Corporate developers and DBAs often inherit databases created by others—and inherit the problems that come with them. If you've ever begun a "review and improve" project by creating a database diagram in Enterprise Manager only to have the new diagram displayed as one long row of tables, you know the frustration of inheriting a database with no foreign keys and probably no referential integrity. Your next step is to identify where these relationships should exist so that you can create the physical relationships in the database that enforce the logical relationships between the tables. Then, you need to locate existing records that violate these relationships (the "garbage data") so that you can clean the data before you create the foreign keys. This process can certainly be exhausting and tedious. I've created some scripts to make these steps easier.
First, let's create some tables to serve as an example. The script in Listing 1 creates three tables (based on the Northwind database) and populates them with sample data to demonstrate the problems that arise when your database is lacking referential integrity. The tables are logically related, but no foreign keys exist to enforce the relationships.

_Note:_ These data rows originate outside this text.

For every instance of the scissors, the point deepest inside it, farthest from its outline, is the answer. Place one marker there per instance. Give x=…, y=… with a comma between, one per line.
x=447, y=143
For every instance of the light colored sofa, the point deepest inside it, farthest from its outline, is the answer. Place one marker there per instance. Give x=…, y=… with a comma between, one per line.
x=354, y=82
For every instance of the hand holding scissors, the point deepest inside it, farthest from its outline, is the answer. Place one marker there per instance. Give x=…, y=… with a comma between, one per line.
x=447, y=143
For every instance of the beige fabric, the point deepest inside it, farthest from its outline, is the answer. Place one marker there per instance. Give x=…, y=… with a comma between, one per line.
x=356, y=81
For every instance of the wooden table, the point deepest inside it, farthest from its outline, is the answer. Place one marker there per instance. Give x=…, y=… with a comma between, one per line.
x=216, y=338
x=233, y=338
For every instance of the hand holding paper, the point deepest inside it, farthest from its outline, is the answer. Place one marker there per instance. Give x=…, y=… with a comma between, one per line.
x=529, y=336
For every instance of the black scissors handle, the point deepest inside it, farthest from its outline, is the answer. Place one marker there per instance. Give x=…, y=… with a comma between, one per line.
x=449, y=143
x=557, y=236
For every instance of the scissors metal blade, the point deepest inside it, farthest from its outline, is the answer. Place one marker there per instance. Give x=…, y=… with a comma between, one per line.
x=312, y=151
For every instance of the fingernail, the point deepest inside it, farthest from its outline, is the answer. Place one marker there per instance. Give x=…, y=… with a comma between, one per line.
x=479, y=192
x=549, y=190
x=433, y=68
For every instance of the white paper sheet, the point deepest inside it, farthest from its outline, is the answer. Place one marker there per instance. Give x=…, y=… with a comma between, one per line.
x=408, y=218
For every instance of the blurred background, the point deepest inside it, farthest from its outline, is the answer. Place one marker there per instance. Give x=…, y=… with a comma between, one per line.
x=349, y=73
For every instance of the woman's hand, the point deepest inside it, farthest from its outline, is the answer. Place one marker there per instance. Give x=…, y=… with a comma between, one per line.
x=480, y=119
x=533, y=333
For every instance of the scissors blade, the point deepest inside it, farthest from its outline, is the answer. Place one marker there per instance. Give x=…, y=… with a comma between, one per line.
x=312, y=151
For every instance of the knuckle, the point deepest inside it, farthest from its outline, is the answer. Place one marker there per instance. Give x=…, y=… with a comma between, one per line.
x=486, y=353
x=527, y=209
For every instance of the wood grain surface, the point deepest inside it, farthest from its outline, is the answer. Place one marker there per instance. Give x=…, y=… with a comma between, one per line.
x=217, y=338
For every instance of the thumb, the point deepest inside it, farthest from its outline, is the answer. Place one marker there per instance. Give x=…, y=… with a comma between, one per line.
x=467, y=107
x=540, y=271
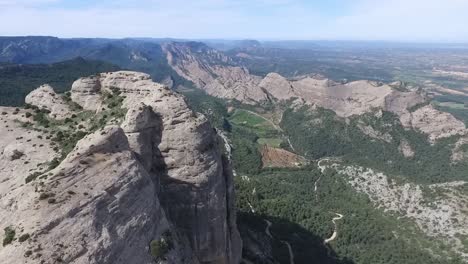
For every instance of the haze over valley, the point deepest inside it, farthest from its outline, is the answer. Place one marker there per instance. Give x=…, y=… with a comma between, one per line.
x=207, y=148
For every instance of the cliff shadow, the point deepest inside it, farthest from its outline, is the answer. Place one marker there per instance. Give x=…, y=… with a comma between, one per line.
x=265, y=245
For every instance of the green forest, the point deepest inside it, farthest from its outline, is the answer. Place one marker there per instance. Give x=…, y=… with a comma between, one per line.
x=17, y=81
x=320, y=133
x=302, y=217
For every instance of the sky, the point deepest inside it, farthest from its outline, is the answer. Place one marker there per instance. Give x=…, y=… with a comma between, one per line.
x=389, y=20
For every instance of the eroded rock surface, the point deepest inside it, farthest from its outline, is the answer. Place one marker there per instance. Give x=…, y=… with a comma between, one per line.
x=45, y=97
x=157, y=176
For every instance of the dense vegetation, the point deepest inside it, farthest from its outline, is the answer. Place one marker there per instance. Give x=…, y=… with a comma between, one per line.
x=321, y=133
x=17, y=81
x=303, y=218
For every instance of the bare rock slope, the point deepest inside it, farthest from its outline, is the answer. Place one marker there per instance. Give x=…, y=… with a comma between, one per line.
x=219, y=76
x=147, y=185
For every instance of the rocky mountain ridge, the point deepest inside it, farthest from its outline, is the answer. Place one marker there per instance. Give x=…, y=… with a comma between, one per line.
x=232, y=82
x=146, y=182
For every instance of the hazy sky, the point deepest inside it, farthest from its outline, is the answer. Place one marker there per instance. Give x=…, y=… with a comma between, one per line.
x=397, y=20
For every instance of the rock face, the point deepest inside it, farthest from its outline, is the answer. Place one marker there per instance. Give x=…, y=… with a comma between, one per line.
x=436, y=124
x=86, y=93
x=214, y=72
x=158, y=176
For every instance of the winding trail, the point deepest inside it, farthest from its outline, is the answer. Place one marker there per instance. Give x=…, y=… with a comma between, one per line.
x=335, y=233
x=339, y=216
x=322, y=170
x=268, y=232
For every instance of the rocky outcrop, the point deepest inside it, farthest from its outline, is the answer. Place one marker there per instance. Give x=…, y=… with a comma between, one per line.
x=214, y=72
x=86, y=93
x=158, y=176
x=406, y=149
x=45, y=97
x=436, y=124
x=217, y=74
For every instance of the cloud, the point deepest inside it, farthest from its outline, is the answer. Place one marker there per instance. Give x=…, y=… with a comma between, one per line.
x=410, y=20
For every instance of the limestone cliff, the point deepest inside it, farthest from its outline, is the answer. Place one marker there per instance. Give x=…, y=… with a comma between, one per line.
x=147, y=181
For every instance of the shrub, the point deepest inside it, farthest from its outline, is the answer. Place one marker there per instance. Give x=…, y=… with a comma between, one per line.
x=9, y=235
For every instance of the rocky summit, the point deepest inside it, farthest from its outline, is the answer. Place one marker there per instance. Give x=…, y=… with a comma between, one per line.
x=119, y=170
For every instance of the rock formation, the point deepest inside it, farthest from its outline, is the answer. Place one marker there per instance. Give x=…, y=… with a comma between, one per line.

By using the four information schema views COLUMNS, CONSTRAINT_COLUMN_USAGE, TABLE_CONSTRAINTS, and TABLES, you can identify foreign key candidates in your database, then determine what garbage data has already been inserted. (For information about how to use information schema views, see Kalen Delaney, Inside SQL Server, "Property Functions, Schema Views," April 2000, InstantDoc ID 8238.) The script in Listing 2 locates all likely foreign key fields by searching for all columns that have the same name and data type as a primary key or unique key field in another table, returning the common field name and each table's name. Figure 1 shows the output that you get when you run Listing 2's script.
Listing 3 shows how you can use the query in Listing 2 in a cursor that generates and executes SELECT statements to return rows in each child table that would violate the foreign key relationship if you attempt to create it. In addition, the script will print the SELECT statement you use to list these records. Because you can't create the necessary foreign key constraints until this garbage data is modified or removed, automatically identifying these records can be a significant time saver. Figure 2 shows the output you get when you run Listing 3's code.
Because Listing 2's script relies on a consistent naming convention in which the Foreign Key field and the Primary Key field both have the same field name, it won't work in all situations. For example, consider the relationships between ReportsTo and EmployeeID and between ShipVia and ShipperID. Although the logical relationships exist, the field names are different, so these scripts won't identify them. Despite these limitations, I've had several occasions to use these techniques over the past few years, and the output serves as an excellent starting point for the cleanup that is inherent in using someone else's database.